Location
- Country: Iran, Iraq, Syria
- Direction: east–west
- Start: Asaluyeh, Iran
- Passes through: Damascus, Syria

General information
- Type: Natural gas

Technical information
- Length: 5,600 km (3,500 mi)
- Maximum discharge: 110 million cubic metres of natural gas per day
- Diameter: 56 in (1,422 mm)

= Iran–Iraq–Syria pipeline =

Proposed pipeline supplying gas to Europe

The Iran–Iraq–Syria pipeline (called the Friendship Pipeline by the governments involved and the Islamic gas pipeline by some Western sources) is a proposed natural gas pipeline running from the Iranian South Pars/North Dome Gas-Condensate field towards Europe via Iran, Iraq, Syria and Lebanon to supply European customers as well as Iraq, Syria and Lebanon. The pipeline was planned to be 5600 km long and have a diameter of 142 cm. A previous proposal, known as the Persian Pipeline, had seen a route from Iran's South Pars to Europe via Turkey; it was apparently abandoned after the Swiss energy company Elektrizitätsgesellschaft Laufenburg halted its contract with Iran in October 2010 in the face of pressure over U.S. sanctions against Iran.

Iraq signed an agreement with Iran in June 2013 to receive natural gas to fuel Iraqi power plants in Baghdad and Diyala. The contract covers 1.4 e9ft3 per day over 10 years. Iran's plans to export 176 e6ft3 of gas per day at standard conditions to Iraq by 2015.

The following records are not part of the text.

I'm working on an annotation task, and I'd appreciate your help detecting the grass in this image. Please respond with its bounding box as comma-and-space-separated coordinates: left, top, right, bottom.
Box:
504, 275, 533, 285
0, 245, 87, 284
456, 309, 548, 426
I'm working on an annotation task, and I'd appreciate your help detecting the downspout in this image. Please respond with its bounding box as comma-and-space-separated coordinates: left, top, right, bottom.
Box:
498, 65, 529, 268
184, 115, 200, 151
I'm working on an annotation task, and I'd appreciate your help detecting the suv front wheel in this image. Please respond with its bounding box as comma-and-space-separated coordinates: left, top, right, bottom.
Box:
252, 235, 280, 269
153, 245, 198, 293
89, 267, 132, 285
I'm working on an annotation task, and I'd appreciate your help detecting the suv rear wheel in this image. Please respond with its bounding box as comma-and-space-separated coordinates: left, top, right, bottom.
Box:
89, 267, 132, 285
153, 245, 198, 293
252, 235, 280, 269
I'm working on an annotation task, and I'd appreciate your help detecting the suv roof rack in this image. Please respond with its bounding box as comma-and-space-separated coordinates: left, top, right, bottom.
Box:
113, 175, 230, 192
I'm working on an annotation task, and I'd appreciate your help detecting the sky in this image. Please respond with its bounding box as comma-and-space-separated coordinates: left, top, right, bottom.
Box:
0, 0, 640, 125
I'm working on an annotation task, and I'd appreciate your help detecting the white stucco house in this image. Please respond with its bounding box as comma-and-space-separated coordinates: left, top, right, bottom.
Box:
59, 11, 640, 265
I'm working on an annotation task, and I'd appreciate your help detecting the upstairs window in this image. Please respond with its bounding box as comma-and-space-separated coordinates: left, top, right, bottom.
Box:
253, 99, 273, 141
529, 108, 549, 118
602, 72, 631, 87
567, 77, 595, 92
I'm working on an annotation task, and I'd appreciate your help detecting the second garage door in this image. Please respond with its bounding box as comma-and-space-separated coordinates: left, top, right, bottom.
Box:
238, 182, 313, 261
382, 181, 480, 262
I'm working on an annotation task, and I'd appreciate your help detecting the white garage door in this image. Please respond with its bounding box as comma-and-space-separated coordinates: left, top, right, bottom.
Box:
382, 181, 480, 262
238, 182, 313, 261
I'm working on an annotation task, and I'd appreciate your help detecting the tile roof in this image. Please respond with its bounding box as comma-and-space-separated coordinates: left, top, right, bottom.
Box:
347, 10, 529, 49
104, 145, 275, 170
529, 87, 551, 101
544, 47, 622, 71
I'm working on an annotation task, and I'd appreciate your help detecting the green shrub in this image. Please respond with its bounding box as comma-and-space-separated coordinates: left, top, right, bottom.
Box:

In July 2011 Iran, Iraq and Syria said they planned to sign a contract potentially worth around $6bn to construct a pipeline running from South Pars towards Europe, via these countries and Lebanon and then under the Mediterranean to a European country, with a refinery and related infrastructure in Damascus. In November 2012 the United States dismissed reports that construction had begun on the pipeline, saying that this had been claimed repeatedly and that "it never seems to materialize." A framework agreement was to be signed in early 2013, with costs now estimated at $10bn; construction plans were delayed by the Syrian civil war. In December 2012 the Oxford Institute for Energy Studies said that the project "remains doubtful. It is not clear how such a project will be financed given that both Iran and Syria are subject to strict financial sanctions." In July 2015, Iranian Gas Engineering and Development Company (IGEDC) and Pasargad Energy Development Company signed a BOT (build-operate-transfer) contract under which the project owner will provide 25% of finance and National Development Fund of Iran the rest for the construction of IGAT-6.

The pipeline would be a competitor to the Nabucco pipeline from Azerbaijan to Europe. It is also an alternative to the Qatar–Turkey pipeline which had been proposed by Qatar to run from Qatar to Europe via Saudi Arabia, Jordan, Syria and Turkey. Syria's rationale for rejecting the Qatar proposal was said to be "to protect the interests of [its] Russian ally, which is Europe's top supplier of natural gas."